Successful baby boomer ageing (gerentolescence) pioneers for all, but effective and affordable reform needs to address dementia in the community and aged care facilities and end-of-life and new technology challenges. Key reforms pointed to are:

  • (i) Dementia-friendly communities to provide safe and active ageing in community - dementia- and community-friendly cities, walks, community gardens, transport, shops, etc. (Kalache 2013; Phillipson et al. 2016).
  • (ii) Dementia-friendly, safe and functional architecture for age care facilities - circular communal area radiating out to corridors with clear line of site to a central communal kitchen area and unobtrusive safety features and line of sight access to a circular garden (Fleming et al. 2010; Zeisel et al. 2003) - encouraging and enabling active and meaningful individual and community interactions.
  • (iii) Palliative care options and strategies that reflect palliative patient preferences and domains for finalising affairs with family and friends in their community of choice - usually at home and minimising carer and family distress (McCaffrey 2013; McCaffrey et al. 2014, 2015, 2016) such as use of medicinal cannabis in intractable pain palliative populations.

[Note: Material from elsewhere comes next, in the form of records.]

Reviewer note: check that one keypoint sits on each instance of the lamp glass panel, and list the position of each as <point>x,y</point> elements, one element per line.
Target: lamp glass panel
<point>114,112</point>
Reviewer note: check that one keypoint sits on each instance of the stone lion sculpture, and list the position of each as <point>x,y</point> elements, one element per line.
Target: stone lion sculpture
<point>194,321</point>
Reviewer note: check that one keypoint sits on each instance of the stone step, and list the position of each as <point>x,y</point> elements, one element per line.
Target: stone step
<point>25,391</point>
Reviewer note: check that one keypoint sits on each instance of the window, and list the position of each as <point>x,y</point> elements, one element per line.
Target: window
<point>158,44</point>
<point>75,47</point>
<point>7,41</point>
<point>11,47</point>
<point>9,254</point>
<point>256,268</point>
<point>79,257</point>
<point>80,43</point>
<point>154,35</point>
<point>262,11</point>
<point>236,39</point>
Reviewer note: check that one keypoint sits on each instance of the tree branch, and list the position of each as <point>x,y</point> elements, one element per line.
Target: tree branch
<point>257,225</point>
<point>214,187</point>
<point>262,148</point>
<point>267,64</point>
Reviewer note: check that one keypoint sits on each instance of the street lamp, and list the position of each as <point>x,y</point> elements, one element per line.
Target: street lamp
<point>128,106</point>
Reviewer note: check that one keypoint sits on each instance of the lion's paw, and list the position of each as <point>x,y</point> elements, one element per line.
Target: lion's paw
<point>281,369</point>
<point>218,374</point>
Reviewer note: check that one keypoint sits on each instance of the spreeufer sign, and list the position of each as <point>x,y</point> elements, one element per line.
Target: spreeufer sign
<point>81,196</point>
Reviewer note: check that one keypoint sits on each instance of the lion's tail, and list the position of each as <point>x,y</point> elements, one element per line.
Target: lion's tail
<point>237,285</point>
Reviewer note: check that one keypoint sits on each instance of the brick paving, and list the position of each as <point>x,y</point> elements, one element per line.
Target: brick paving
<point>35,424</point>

  • (iv) Research identifying better use of existing programmes and technology and pricing new technology appropriately (Pekarsky 2012, 2015; Eckermann and Pekarsky 2014) and;
  • (v) Improving health system quality of care within current budgets with robust net benefit maximising efficiency measures and funding mechanisms in monitoring and creating incentives in practice (Eckermann 2004; Eckermann and Coelli 2013).

A major challenge as ever is getting the community’s voice heard and having health systems serve community preferences not vested interests, as hilighted by Mooney (2012), where as he suggested in overcoming such vested interests there is a valuable role for citizen juries.